Sat­is­fait de m’en tir­er à bon compte, je quitte le monastère pour divaguer à tra­vers champs. Dans les  blés je trou­ve mon­té sur chevalet une petite toile dans le style pom­pi­er. Elle est signée A. Schmidt. Un paysage de cam­pagne. J’hésite à la vol­er, mais non, dans ce monde, cela ne se fait pas. Plus loin, je trou­ve de vielles mon­tagnes russ­es. Affais­sées, brunies par la rouille, elles ressem­blent à la car­casse d’un dinosaure. A son pied, des tréteaux. Tout un per­son­nel s’agite. Des agents de la cul­ture de Sala­manque, me dis-je aus­sitôt. Je regarde les filles, elles sont belles. Mais quand je me rap­proche, je vois ce qu’elles sont, des agents de la cul­ture, des agents qui font cir­culer cette bouil­lie de l’e­sprit qui nous emportera tous. D’ailleurs, elles remon­tent dans le bus qui les a amenées, avec leurs coif­fures, leurs ongles ver­nis et leurs classeurs de ges­tion­naires. Je me tourne à nou­veau vers les champs.
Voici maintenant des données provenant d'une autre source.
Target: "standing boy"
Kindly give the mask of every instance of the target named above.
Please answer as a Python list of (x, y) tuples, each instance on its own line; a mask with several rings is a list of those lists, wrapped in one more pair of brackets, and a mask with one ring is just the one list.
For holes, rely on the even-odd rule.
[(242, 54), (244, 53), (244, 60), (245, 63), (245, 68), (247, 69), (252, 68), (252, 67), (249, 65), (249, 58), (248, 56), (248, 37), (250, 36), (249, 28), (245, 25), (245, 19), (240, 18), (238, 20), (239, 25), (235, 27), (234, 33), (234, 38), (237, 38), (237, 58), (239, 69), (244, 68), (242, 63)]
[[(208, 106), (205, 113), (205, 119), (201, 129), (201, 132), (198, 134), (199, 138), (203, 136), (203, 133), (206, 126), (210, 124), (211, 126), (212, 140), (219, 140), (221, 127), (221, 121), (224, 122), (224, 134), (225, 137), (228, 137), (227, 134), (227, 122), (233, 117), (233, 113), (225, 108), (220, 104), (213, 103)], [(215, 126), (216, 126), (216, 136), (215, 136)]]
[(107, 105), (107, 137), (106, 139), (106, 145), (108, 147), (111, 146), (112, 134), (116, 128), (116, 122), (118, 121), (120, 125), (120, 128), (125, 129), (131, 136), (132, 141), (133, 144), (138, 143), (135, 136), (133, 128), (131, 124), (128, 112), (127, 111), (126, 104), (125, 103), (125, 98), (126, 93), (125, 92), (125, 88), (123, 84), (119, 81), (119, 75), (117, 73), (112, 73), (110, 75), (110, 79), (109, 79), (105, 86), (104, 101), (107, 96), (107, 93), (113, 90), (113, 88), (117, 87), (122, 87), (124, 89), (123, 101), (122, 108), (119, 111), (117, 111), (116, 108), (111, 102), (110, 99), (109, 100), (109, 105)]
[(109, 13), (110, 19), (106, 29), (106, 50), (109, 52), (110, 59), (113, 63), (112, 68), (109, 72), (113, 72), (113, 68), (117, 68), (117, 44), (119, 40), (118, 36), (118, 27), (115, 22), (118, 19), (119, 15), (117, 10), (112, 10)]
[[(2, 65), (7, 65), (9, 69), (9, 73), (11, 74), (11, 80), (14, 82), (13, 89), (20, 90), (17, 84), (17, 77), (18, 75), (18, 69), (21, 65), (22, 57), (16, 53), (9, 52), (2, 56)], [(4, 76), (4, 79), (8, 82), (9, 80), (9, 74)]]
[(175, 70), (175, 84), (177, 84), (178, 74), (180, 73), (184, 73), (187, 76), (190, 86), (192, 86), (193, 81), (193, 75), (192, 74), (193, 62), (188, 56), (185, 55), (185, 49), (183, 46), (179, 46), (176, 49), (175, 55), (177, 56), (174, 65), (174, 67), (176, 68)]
Un moine en habit blanc cueille une pomme. Ma con­tem­pla­tion est inter­rompue par un bruit. Il vient de l’in­térieur d’un bâti­ment sans fenêtres. Trois ouvri­ers s’ap­prê­tent à punir un agent de la cul­ture qui a molesté une vierge. Le plus remon­té retire sa cein­ture pour le fess­er. Finale­ment, c’é­tait une mise en scène. La jeune fille tombe dans les bras  de l’ou­vri­er et l’embrasse. Celui-ci lui enfile deux doigts, à tra­vers le tis­su du pan­talon, dans le postérieur de la vierge. Puis il lâche prise et emmène ses cama­rades sur ce mot d’or­dre:
- Il y a mieux à faire pour les hommes que de s’in­téress­er aux femmes!

Bords de mer

Eau limpi­de sur le bord de mer, les courants ont éloigné ces nuages jaunes qui les mau­vais­es semaines ourlent les plages. Près du rocher, des goss­es péda­lent des pieds sur des dauphins gon­flables, les familles ont dressé des tentes, les stéréos  des voitures hurlent du fla­men­co à tra­vers les cof­fres ouverts. Quand j’at­teins le point le plus élevé du chemin que j’emprunte pour gag­n­er la ville, une bar­que de rameurs défile au large. Six hommes rament dos au vent, le sep­tième barre debout. C’est lui qui se noiera dans le roman d’en­quête que j’écrirai pour m’a­muser. Puis vient la crique de l’Araña, celel de la fab­ri­ca, avec sa cimenterie et le quai aux sar­dines et ses cent restau­rants (en fait qua­tre-vingt deux, Aplo et moi les avons comp­té en avril). Les touristes étrangers sont arrivés, mais les lieux réqui­si­tion­nés demeurent: la table de joueurs de cartes, le banc des grands pères, le cou­ple qui vit dans sa camion­nette con­tre le déverseur des égouts. Enfin, le long quai en dalles blanch­es qui mène à la mari­na et au port avec ses pop­u­la­tions: les chats qui vivent sur les blocs de pierre et chas­sent à l’in­térieur du dédale, le fit­ness à ciel ouvert, l’aligne­ment des gar­gotes. Après l’en­traîne­ment, ver­rée avec les cama­rades. Un fonc­tion­naire de la ville, un agent de sécu­rité, un mil­i­taire, un bache­li­er. A tour de rôle cha­cun évoque la con­struc­tion d’un immeu­ble sur une plage con­nue, son inter­dic­tion d’ex­ploita­tion après achève­ment du chantier, son aban­don et sa destruc­tion. Et de don­ner en mil­lions la somme que les autorités et les pro­mo­teurs se sont mis­es dans les poches. Puis le mil­i­taire:
- Un garde civ­il gagne 1200 Euros, un garde nation­al, 1400 Euros. Quant au munic­i­pal, c’est une honte, c’est là qu’on voit où va notre argent, fig­urez-vous qu’il gagne jusqu’à 2100 Euros!